Wil Janssen studied computing science and a minor in social sciences at the Eindhoven University of Technology. He graduated cum laude in 1990. In 1994 he obtained his PhD from the University of Twente. After a short stay at the University of Oldenburg he joined the Telematica Instituut (the former name of Novay) in 1996.

Many companies have made important steps in moving van process engineering, through process management to enterprise architecture. This has allowed them to get a grips on their processes and systems, reducing cost and lowering risks. The question that arise then is how to leverage such a foundation towards value added to the customer. True value comes from a robust yet flexible service infrastructure together with a professional approach to service development.

In many service organizations such an approach is largely lacking.
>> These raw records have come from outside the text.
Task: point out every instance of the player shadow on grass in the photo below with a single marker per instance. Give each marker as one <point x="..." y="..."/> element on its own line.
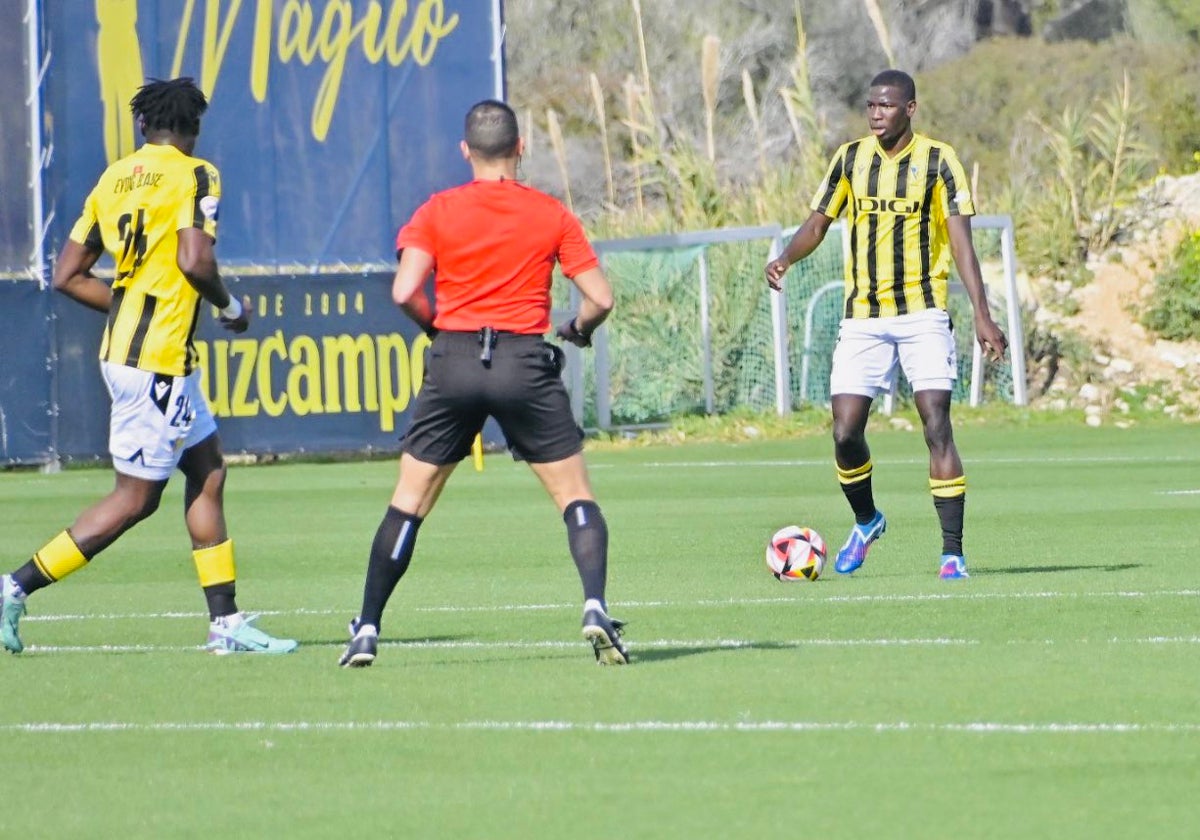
<point x="1038" y="570"/>
<point x="663" y="654"/>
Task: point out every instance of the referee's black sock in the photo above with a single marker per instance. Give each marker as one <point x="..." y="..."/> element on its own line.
<point x="390" y="555"/>
<point x="587" y="533"/>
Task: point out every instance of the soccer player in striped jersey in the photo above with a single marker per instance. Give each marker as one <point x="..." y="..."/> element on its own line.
<point x="909" y="209"/>
<point x="155" y="211"/>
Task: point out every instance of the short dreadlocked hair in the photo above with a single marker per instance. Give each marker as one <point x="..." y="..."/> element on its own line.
<point x="174" y="105"/>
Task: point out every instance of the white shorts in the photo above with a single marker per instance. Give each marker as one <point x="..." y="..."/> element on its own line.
<point x="868" y="352"/>
<point x="155" y="418"/>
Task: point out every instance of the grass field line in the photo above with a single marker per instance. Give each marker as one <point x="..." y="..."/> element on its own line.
<point x="643" y="645"/>
<point x="617" y="727"/>
<point x="639" y="605"/>
<point x="826" y="462"/>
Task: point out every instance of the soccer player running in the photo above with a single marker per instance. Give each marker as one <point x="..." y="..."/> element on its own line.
<point x="155" y="211"/>
<point x="909" y="208"/>
<point x="493" y="244"/>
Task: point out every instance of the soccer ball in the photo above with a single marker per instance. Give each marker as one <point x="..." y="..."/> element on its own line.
<point x="796" y="553"/>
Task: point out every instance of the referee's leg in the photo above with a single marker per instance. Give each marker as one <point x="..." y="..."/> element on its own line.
<point x="587" y="535"/>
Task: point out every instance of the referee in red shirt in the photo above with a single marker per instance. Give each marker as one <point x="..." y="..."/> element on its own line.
<point x="492" y="245"/>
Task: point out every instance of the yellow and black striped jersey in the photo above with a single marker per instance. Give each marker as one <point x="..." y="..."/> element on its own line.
<point x="135" y="213"/>
<point x="897" y="209"/>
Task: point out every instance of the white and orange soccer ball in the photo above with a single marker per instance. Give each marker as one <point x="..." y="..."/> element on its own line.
<point x="796" y="553"/>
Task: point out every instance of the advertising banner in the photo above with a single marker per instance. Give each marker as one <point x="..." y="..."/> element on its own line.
<point x="16" y="225"/>
<point x="329" y="120"/>
<point x="328" y="365"/>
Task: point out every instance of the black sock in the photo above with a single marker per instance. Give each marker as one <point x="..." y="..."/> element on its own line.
<point x="587" y="533"/>
<point x="30" y="579"/>
<point x="390" y="555"/>
<point x="856" y="486"/>
<point x="949" y="513"/>
<point x="221" y="599"/>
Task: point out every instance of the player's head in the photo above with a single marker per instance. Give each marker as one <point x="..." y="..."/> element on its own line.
<point x="491" y="131"/>
<point x="169" y="107"/>
<point x="891" y="105"/>
<point x="898" y="79"/>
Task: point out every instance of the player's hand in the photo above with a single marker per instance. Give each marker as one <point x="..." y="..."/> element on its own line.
<point x="991" y="339"/>
<point x="775" y="271"/>
<point x="241" y="323"/>
<point x="570" y="331"/>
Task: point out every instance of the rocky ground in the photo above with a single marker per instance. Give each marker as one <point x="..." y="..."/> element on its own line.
<point x="1128" y="365"/>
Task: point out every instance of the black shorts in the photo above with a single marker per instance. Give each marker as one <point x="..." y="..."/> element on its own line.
<point x="522" y="388"/>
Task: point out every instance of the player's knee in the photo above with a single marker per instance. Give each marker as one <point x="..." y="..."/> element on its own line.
<point x="847" y="436"/>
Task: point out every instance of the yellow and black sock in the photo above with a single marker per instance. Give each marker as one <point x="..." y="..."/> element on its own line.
<point x="53" y="562"/>
<point x="949" y="501"/>
<point x="856" y="486"/>
<point x="217" y="574"/>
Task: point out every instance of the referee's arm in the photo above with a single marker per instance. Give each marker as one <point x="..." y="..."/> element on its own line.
<point x="597" y="301"/>
<point x="408" y="287"/>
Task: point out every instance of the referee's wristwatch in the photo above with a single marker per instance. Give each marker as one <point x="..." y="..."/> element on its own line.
<point x="577" y="335"/>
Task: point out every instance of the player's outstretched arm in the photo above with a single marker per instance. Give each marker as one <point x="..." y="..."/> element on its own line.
<point x="594" y="309"/>
<point x="803" y="243"/>
<point x="73" y="277"/>
<point x="198" y="263"/>
<point x="989" y="335"/>
<point x="408" y="287"/>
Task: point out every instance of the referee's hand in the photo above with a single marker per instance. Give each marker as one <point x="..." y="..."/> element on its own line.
<point x="570" y="331"/>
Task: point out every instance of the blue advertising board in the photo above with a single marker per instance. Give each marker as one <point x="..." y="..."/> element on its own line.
<point x="329" y="120"/>
<point x="328" y="365"/>
<point x="16" y="222"/>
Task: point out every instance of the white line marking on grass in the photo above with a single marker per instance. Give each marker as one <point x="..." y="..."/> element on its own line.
<point x="641" y="645"/>
<point x="826" y="462"/>
<point x="525" y="645"/>
<point x="616" y="727"/>
<point x="637" y="605"/>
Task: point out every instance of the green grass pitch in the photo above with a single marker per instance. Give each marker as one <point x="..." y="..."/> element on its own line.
<point x="1056" y="694"/>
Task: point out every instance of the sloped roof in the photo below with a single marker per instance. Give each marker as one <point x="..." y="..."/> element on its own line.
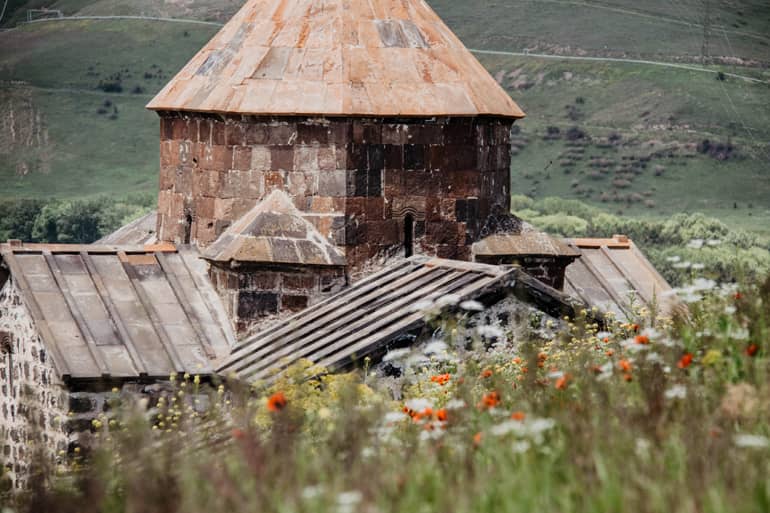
<point x="274" y="231"/>
<point x="614" y="275"/>
<point x="336" y="58"/>
<point x="528" y="242"/>
<point x="138" y="232"/>
<point x="364" y="318"/>
<point x="121" y="312"/>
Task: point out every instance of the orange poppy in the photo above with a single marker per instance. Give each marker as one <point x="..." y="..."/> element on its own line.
<point x="441" y="379"/>
<point x="276" y="402"/>
<point x="491" y="399"/>
<point x="685" y="361"/>
<point x="562" y="382"/>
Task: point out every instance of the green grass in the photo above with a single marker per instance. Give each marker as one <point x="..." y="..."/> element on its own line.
<point x="84" y="153"/>
<point x="560" y="418"/>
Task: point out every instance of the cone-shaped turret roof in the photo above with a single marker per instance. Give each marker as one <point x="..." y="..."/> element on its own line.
<point x="336" y="58"/>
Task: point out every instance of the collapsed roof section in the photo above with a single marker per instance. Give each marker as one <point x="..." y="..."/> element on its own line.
<point x="274" y="232"/>
<point x="336" y="58"/>
<point x="121" y="312"/>
<point x="613" y="275"/>
<point x="365" y="318"/>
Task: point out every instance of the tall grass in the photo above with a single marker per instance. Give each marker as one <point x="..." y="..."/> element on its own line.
<point x="582" y="415"/>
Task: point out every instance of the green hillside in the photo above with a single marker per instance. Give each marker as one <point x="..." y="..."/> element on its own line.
<point x="629" y="137"/>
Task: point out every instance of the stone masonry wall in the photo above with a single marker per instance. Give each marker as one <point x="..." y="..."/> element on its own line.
<point x="33" y="402"/>
<point x="448" y="174"/>
<point x="252" y="293"/>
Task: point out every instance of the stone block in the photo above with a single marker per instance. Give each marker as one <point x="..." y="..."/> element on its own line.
<point x="261" y="158"/>
<point x="242" y="158"/>
<point x="217" y="133"/>
<point x="394" y="134"/>
<point x="275" y="180"/>
<point x="234" y="135"/>
<point x="252" y="305"/>
<point x="282" y="134"/>
<point x="327" y="160"/>
<point x="256" y="134"/>
<point x="204" y="207"/>
<point x="204" y="131"/>
<point x="414" y="156"/>
<point x="294" y="303"/>
<point x="313" y="132"/>
<point x="394" y="156"/>
<point x="305" y="158"/>
<point x="282" y="158"/>
<point x="332" y="183"/>
<point x="305" y="282"/>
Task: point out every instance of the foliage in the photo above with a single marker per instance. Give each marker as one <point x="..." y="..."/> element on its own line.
<point x="677" y="246"/>
<point x="584" y="415"/>
<point x="68" y="221"/>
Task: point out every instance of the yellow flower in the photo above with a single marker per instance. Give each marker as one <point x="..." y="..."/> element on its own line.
<point x="712" y="357"/>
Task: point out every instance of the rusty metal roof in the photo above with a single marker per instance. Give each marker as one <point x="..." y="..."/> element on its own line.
<point x="363" y="319"/>
<point x="138" y="232"/>
<point x="121" y="312"/>
<point x="274" y="231"/>
<point x="528" y="242"/>
<point x="613" y="275"/>
<point x="336" y="58"/>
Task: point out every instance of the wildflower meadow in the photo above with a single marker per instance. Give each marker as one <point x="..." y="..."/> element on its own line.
<point x="585" y="414"/>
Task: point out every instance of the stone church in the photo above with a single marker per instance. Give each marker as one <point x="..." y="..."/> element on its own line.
<point x="324" y="168"/>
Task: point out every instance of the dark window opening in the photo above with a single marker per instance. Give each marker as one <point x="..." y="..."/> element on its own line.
<point x="187" y="229"/>
<point x="408" y="235"/>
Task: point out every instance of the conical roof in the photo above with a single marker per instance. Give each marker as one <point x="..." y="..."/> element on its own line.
<point x="336" y="58"/>
<point x="274" y="232"/>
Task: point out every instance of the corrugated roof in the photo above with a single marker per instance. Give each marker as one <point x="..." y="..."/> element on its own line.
<point x="377" y="310"/>
<point x="274" y="231"/>
<point x="123" y="312"/>
<point x="138" y="232"/>
<point x="336" y="58"/>
<point x="614" y="275"/>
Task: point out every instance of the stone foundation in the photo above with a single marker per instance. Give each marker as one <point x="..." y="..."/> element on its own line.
<point x="431" y="182"/>
<point x="547" y="269"/>
<point x="33" y="401"/>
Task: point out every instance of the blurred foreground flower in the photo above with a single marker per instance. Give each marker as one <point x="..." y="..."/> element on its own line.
<point x="276" y="402"/>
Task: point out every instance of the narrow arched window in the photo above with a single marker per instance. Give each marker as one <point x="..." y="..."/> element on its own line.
<point x="408" y="235"/>
<point x="187" y="229"/>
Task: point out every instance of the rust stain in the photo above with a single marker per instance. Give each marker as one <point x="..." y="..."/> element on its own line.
<point x="360" y="49"/>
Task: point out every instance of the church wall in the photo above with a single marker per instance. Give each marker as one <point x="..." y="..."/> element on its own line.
<point x="252" y="293"/>
<point x="358" y="179"/>
<point x="33" y="402"/>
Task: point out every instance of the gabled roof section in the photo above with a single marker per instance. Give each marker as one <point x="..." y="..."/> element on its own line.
<point x="528" y="242"/>
<point x="274" y="231"/>
<point x="365" y="318"/>
<point x="336" y="58"/>
<point x="121" y="312"/>
<point x="615" y="276"/>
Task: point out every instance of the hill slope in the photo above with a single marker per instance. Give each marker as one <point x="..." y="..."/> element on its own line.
<point x="639" y="138"/>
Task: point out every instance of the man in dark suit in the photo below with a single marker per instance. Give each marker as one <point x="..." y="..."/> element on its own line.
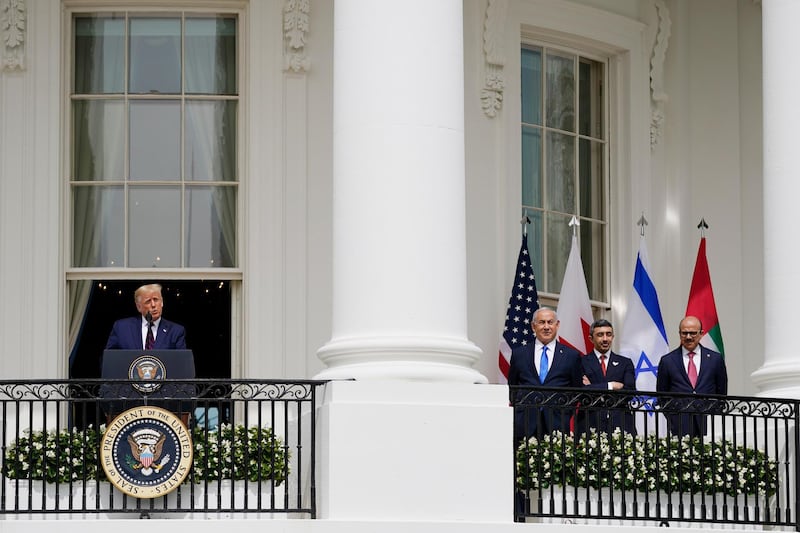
<point x="695" y="369"/>
<point x="545" y="363"/>
<point x="606" y="370"/>
<point x="149" y="331"/>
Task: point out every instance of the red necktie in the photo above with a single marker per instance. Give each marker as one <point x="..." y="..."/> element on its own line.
<point x="692" y="370"/>
<point x="149" y="341"/>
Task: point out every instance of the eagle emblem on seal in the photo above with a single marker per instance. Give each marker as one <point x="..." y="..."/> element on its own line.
<point x="146" y="449"/>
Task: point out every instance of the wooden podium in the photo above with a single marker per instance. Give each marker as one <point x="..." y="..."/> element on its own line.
<point x="136" y="377"/>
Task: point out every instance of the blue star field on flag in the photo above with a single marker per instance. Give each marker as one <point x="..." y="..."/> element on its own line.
<point x="523" y="302"/>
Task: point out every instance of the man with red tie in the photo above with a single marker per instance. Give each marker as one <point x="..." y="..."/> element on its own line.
<point x="148" y="331"/>
<point x="694" y="369"/>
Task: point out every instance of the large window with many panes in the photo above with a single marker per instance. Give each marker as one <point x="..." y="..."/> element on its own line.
<point x="153" y="110"/>
<point x="564" y="163"/>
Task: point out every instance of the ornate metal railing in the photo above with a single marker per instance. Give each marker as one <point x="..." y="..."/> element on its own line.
<point x="670" y="459"/>
<point x="253" y="448"/>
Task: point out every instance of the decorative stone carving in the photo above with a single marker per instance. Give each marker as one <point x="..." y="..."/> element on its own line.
<point x="494" y="53"/>
<point x="295" y="27"/>
<point x="658" y="97"/>
<point x="13" y="14"/>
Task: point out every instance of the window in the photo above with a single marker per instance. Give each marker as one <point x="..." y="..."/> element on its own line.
<point x="153" y="167"/>
<point x="564" y="162"/>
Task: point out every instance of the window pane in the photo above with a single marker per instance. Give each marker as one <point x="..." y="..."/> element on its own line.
<point x="561" y="173"/>
<point x="154" y="222"/>
<point x="155" y="127"/>
<point x="590" y="99"/>
<point x="560" y="105"/>
<point x="536" y="245"/>
<point x="559" y="241"/>
<point x="531" y="86"/>
<point x="98" y="138"/>
<point x="210" y="227"/>
<point x="155" y="55"/>
<point x="590" y="177"/>
<point x="211" y="141"/>
<point x="593" y="258"/>
<point x="531" y="167"/>
<point x="99" y="55"/>
<point x="98" y="227"/>
<point x="211" y="56"/>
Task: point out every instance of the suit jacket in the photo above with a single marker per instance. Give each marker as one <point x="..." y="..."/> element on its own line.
<point x="565" y="370"/>
<point x="672" y="377"/>
<point x="618" y="368"/>
<point x="126" y="334"/>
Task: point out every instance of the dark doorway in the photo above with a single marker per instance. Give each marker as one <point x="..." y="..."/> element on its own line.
<point x="202" y="307"/>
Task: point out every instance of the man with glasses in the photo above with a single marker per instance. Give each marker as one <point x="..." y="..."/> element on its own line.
<point x="691" y="369"/>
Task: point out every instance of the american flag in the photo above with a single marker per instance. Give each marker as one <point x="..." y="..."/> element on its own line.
<point x="524" y="300"/>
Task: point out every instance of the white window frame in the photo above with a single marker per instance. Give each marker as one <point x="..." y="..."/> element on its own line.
<point x="621" y="40"/>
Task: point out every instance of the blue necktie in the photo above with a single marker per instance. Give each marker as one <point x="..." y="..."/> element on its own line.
<point x="150" y="341"/>
<point x="543" y="363"/>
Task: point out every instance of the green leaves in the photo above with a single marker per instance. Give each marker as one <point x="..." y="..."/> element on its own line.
<point x="229" y="452"/>
<point x="646" y="463"/>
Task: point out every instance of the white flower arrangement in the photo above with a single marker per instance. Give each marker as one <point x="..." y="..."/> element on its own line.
<point x="648" y="463"/>
<point x="228" y="452"/>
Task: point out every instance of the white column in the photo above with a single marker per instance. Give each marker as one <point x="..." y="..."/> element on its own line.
<point x="399" y="259"/>
<point x="780" y="373"/>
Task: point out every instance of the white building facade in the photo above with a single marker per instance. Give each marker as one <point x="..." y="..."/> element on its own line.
<point x="379" y="176"/>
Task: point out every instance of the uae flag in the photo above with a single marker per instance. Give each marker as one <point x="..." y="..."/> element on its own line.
<point x="574" y="309"/>
<point x="701" y="302"/>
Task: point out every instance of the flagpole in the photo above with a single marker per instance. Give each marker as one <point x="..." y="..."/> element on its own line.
<point x="702" y="226"/>
<point x="573" y="223"/>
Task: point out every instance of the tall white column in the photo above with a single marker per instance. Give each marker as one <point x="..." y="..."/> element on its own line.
<point x="780" y="373"/>
<point x="399" y="259"/>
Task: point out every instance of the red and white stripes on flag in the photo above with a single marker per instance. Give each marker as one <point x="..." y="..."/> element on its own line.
<point x="524" y="300"/>
<point x="574" y="310"/>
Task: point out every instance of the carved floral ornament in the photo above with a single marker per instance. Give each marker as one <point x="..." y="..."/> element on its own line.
<point x="13" y="15"/>
<point x="494" y="81"/>
<point x="296" y="17"/>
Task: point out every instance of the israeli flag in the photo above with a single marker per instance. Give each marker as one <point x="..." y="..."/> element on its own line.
<point x="644" y="338"/>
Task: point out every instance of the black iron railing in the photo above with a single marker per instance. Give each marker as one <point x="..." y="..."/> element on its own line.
<point x="609" y="455"/>
<point x="253" y="443"/>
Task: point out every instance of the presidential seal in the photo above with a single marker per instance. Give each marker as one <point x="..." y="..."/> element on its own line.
<point x="146" y="452"/>
<point x="146" y="373"/>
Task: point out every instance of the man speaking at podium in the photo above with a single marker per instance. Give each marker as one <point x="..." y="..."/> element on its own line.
<point x="149" y="331"/>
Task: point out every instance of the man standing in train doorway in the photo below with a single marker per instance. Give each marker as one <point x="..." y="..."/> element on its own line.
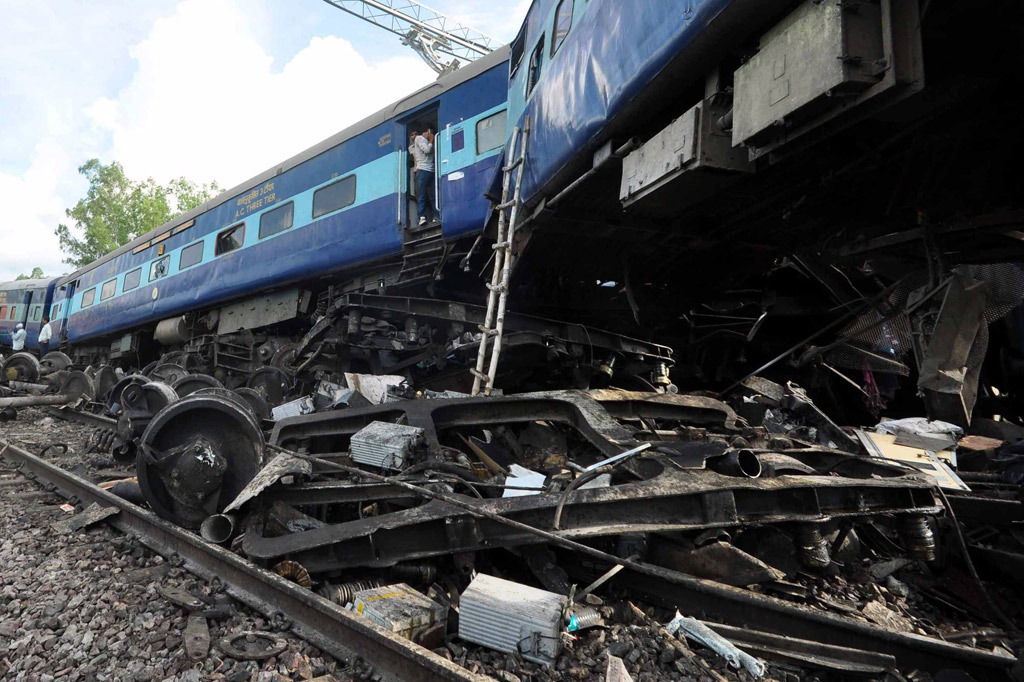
<point x="17" y="340"/>
<point x="423" y="156"/>
<point x="45" y="333"/>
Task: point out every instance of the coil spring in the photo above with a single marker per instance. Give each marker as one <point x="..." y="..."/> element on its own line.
<point x="101" y="439"/>
<point x="583" y="617"/>
<point x="344" y="593"/>
<point x="918" y="538"/>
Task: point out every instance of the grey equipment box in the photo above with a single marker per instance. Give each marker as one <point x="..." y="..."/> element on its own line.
<point x="821" y="51"/>
<point x="385" y="444"/>
<point x="689" y="160"/>
<point x="510" y="616"/>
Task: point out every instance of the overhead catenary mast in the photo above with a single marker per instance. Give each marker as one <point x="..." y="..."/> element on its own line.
<point x="432" y="35"/>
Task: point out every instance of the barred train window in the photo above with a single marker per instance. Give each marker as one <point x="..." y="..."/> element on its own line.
<point x="563" y="22"/>
<point x="536" y="61"/>
<point x="276" y="220"/>
<point x="190" y="255"/>
<point x="491" y="132"/>
<point x="160" y="268"/>
<point x="229" y="240"/>
<point x="132" y="280"/>
<point x="334" y="197"/>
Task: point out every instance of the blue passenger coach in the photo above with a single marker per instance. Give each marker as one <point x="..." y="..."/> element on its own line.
<point x="25" y="301"/>
<point x="589" y="71"/>
<point x="339" y="206"/>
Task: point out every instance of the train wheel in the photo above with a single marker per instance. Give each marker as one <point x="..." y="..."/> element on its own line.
<point x="22" y="367"/>
<point x="196" y="456"/>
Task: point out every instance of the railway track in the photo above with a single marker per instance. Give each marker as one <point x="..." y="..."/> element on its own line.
<point x="317" y="621"/>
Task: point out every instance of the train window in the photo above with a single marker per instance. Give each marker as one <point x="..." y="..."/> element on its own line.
<point x="182" y="227"/>
<point x="491" y="132"/>
<point x="229" y="240"/>
<point x="276" y="220"/>
<point x="190" y="255"/>
<point x="132" y="280"/>
<point x="518" y="48"/>
<point x="332" y="198"/>
<point x="160" y="268"/>
<point x="536" y="61"/>
<point x="563" y="22"/>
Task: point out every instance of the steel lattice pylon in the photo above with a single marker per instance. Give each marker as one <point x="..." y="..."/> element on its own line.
<point x="426" y="31"/>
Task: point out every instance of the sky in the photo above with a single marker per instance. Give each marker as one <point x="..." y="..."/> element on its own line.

Service development and innovation is loosely defined, responsibilities are distributed over marketing, IT and business lines, and interaction between the different stakeholders involved is poor or error prone. Service science, management and engineering, or service science for short, has been coined as the term of a new discipline that allows for an integrated approach to the development of services.

In this presentation we explain this new paradigm, what is encompasses and how existing building blocks, such as enterprises architecture, cloud services, process management or creative design fit in. We also suggest a roadmap towards services science.